IEC 62754-2017 establishes a systematic framework for propagating measurement uncertainties through the entire waveform parameter extraction process. The standard, prepared by IEC TC 85 (Measuring equipment for electrical and electromagnetic quantities), builds upon the measurement uncertainty principles of ISO/IEC Guide 98-3 (GUM) and applies them specifically to the waveform measurement domain defined in IEC 60469 (Pulse techniques and apparatus).

The standard distinguishes three fundamental waveforms in the measurement chain: the measured waveform (raw digitized data from the acquisition system), the corrected waveform (after applying calibration corrections including gain, offset, and linearity compensation), and the reconstructed waveform (an estimate of the original input signal after corrections for known systematic effects such as bandwidth limitations and impedance mismatch).

Key waveform parameters covered include amplitude parameters (state levels, waveform amplitude, impulse amplitude, overshoot, undershoot), temporal parameters (initial instant, reference level instants, transition duration, pulse duration, pulse separation, waveform delay), and combined parameters (transition settling error, settling duration).

Parameter Category	Specific Parameters	Typical Uncertainty Sources
State levels	High state (s1), Low state (s2)	Noise, quantization, offset drift, gain error
Waveform amplitude	V_amp = \|s1 − s2\|	State level uncertainties (correlated)
Transition duration	t_r (10%–90%), t_f (90%–10%)	Bandwidth limitations, jitter, interpolation
Pulse duration	t_p (50%–50%)	Reference level instant uncertainty
Overshoot / Undershoot	V_os, V_us	State level + peak amplitude uncertainty
Pulse separation	Δt	Combined reference level instant uncertainties

A defining feature of this standard is its emphasis on correlated uncertainties. When calculating waveform amplitude V_amp = |s1 − s2|, the state levels s1 and s97 (defining the lower boundary of the high state) may share common uncertainty contributions from the reference voltage and the digitizer gain. Ignoring these correlations can lead to overestimating the amplitude uncertainty by a factor of 2 or more.

2. State Level Determination Methods

The standard describes three distinct methods for determining state levels from digitized waveforms, each with different uncertainty characteristics:

Histogram mode method: The most common approach, which constructs amplitude histograms for each state and determines the state level by identifying the histogram peak or calculating the mean of the samples within each state region. For a bimodal histogram (typical of pulse waveforms), the two modes correspond to s1 (high state) and s2 (low state). The uncertainty depends on the bin width, sample count, and noise distribution. The standard provides detailed uncertainty calculations for this method, including the standard deviation of the mean and the effect of histogram bin quantization.
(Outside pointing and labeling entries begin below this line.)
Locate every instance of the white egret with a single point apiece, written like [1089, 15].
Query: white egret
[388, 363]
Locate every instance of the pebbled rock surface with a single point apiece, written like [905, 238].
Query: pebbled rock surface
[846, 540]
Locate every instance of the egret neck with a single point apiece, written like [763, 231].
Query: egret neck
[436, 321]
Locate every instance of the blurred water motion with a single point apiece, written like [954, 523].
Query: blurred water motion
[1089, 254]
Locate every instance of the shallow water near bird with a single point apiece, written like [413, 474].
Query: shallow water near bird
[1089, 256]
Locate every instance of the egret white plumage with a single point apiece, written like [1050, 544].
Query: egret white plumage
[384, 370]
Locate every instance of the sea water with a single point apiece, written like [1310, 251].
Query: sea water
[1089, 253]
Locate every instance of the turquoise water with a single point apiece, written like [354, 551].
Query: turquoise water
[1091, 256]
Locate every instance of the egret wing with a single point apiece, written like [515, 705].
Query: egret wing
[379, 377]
Shorth method: A robust statistical approach that estimates state levels as the mean of the shortest half of the data (the shorth). This method is less sensitive to outliers and non-stationary noise within the state region. Annex B provides the computation of L and Y statistics for shorth-based uncertainty estimation.

Parametric fit method: The waveform within a state region is fit to a constant, linear, or quadratic function using least-squares regression. This method can account for drift within the state region (e.g., capacitor charging slope in a pulse) but requires careful selection of the fit model and validation of goodness-of-fit.
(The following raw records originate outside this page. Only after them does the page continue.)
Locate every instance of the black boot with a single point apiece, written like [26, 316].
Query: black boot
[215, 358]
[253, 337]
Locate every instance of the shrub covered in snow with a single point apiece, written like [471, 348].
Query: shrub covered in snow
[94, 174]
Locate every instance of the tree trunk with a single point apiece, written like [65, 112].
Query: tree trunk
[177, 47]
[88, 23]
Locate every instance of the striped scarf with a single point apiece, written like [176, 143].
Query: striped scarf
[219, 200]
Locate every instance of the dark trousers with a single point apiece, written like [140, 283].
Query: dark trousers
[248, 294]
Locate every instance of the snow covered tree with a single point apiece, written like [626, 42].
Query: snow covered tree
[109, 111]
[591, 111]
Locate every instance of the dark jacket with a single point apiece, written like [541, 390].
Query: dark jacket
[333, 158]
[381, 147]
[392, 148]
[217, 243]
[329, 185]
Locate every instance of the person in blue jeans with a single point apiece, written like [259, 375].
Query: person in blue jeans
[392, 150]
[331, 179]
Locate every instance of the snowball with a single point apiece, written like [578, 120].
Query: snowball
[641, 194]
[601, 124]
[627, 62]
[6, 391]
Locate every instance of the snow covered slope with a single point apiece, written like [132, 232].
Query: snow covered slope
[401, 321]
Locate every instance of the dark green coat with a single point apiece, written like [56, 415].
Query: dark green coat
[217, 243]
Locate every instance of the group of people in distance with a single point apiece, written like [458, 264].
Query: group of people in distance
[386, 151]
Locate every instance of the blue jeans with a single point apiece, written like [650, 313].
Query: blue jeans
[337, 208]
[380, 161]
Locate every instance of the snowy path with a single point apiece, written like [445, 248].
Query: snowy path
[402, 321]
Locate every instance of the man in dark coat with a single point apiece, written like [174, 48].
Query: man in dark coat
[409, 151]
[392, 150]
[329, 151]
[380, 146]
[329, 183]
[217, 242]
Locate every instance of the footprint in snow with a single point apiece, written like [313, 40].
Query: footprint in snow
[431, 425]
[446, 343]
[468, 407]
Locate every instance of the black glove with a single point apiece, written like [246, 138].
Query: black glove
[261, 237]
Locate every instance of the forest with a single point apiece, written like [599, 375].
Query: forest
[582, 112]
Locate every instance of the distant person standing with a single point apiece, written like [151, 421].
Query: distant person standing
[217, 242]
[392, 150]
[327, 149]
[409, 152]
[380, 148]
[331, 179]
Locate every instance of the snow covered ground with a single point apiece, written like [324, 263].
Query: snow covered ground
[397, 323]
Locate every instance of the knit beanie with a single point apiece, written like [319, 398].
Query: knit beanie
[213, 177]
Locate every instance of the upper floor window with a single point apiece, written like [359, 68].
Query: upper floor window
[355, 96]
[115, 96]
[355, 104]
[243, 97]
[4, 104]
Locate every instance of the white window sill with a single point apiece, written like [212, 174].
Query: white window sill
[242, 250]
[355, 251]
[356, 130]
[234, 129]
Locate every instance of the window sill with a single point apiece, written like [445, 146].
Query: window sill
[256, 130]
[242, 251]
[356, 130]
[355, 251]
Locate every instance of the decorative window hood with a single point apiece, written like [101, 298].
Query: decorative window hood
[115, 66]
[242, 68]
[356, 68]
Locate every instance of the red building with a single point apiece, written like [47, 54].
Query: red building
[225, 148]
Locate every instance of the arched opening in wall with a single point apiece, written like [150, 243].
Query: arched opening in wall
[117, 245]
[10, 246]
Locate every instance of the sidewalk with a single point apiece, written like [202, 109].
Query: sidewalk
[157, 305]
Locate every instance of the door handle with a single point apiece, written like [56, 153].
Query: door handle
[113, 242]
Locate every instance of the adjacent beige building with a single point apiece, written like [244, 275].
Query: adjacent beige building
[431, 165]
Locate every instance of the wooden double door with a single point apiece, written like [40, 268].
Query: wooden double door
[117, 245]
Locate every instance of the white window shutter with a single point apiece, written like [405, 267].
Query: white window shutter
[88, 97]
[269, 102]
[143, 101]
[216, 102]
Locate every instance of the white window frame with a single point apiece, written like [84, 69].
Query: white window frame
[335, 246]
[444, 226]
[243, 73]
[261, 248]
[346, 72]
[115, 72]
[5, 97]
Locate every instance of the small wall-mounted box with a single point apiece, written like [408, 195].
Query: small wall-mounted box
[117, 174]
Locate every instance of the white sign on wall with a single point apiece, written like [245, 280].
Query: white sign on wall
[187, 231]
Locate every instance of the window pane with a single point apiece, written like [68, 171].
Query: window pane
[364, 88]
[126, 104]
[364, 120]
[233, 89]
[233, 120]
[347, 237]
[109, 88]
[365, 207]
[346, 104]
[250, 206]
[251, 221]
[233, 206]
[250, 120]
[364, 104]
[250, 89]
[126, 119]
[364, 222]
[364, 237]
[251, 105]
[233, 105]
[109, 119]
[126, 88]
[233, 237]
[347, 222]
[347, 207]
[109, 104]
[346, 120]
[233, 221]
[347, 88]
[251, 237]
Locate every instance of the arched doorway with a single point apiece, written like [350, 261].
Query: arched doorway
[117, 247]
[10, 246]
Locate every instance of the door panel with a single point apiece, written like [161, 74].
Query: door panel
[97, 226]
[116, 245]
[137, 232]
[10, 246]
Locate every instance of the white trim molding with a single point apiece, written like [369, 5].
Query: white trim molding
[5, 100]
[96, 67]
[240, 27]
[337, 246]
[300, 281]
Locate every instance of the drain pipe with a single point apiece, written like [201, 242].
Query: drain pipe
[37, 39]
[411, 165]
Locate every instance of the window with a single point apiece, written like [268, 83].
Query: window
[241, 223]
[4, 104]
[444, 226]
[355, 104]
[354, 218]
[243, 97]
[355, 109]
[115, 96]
Method	Best For	Uncertainty Type	Computational Complexity
Histogram mode	Stationary states with additive noise	Type A (statistical)	Low (O(n))
Shorth	States with outliers or non-Gaussian noise	Type A (robust)	Medium (O(n log n))
Parametric fit	States with known drift or trend	Type A + Type B	Medium (O(n))

Engineering Insight: For oscilloscope-based measurements, the histogram mode method is the recommended default because it naturally handles the amplitude quantization of the digitizer (typically 8-bit for real-time oscilloscopes). However, when the number of samples per state is small (fewer than 100), the shorth method often produces more reliable uncertainty estimates. A practical rule of thumb: use the histogram method with ≥ 500 samples per state region.

3. Monte Carlo Method and Expanded Uncertainty

The standard introduces the Monte Carlo method as a powerful approach for computing waveform parameter uncertainties, particularly useful when:

The measurement function is non-linear or has no closed-form analytical solution
Input probability distributions are non-Gaussian (e.g., uniform distribution from digitizer quantization, or t-distribution from small sample sets)
The parameter involves complex correlation structures between multiple waveform features (e.g., overshoot depending on state level, transition duration, and peak detection simultaneously)

Expanded uncertainty is computed using a coverage factor k that depends on the effective degrees of freedom. The standard provides a table (Table 1, based on ISO/IEC Guide 98-3) relating the coverage factor to the degrees of freedom for a 95.45 % confidence level (k=2 for large degrees of freedom). When effective degrees of freedom are below 20, the standard recommends using the t-distribution to determine the appropriate coverage factor.

The waveform epoch (the total time window of analysis) uncertainty combines the sampling interval uncertainty (timebase calibration), trigger jitter, and interpolation uncertainty. For accurate transition duration measurements, the standard emphasizes that the combined temporal uncertainty must be significantly smaller than the specified transition duration tolerances.

A common pitfall in waveform parameter uncertainty: The reference level instants (e.g., 10 %, 50 %, 90 % points on a transition) depend on both the state level determination and the interpolation method used when no sampled point falls exactly at the reference level. Linear interpolation between adjacent samples underestimates the uncertainty compared to more sophisticated methods (sinc interpolation, cubic spline). When the sampling rate is less than 5x the signal bandwidth (i.e., approaching Nyquist-limited conditions), linear interpolation can introduce errors of 10–30 % in transition duration measurements. The standard recommends using the difference between linear and sinc interpolation as a Type B uncertainty contribution.

4. FAQs

Q: How does IEC 62754 relate to ISO/IEC Guide 98-3 (GUM)?

A: IEC 62754 is a domain-specific implementation of GUM principles applied to waveform measurement. While GUM provides the general framework for uncertainty evaluation (Type A, Type B, propagation, expanded uncertainty), IEC 62754 provides the specific measurement models, correlation structures, and computational methods for waveform parameters defined in IEC 60469.

Q: Does the standard cover digitizer bandwidth and probe effects on uncertainty?

A: Yes, the waveform correction process (Clause 5) explicitly addresses corrections for bandwidth limitations (via deconvolution or frequency-domain equalization), probe loading effects, and impedance mismatch corrections. Each correction introduces its own uncertainty contribution that must be propagated through to the final parameter uncertainty.

Q: What is the recommended number of waveform acquisitions for statistical uncertainty evaluation?

A: For Type A uncertainty evaluation of state levels, the standard recommends at least 10 repeated acquisitions, with 30 or more preferred when the underlying distribution is non-Gaussian. For transition duration measurement uncertainty, a minimum of 20 acquisitions is recommended due to the higher sensitivity to jitter and noise.

Q: How should uncertainty be reported for waveform parameters?

A: The standard follows GUM conventions: report the estimated value and expanded uncertainty (e.g., V_amp = 1.023 V ± 0.014 V). The coverage factor k and effective degrees of freedom should be stated. For waveform parameters with asymmetrical uncertainty distributions (common in overshoot measurements), the upper and lower expanded uncertainties should be reported separately.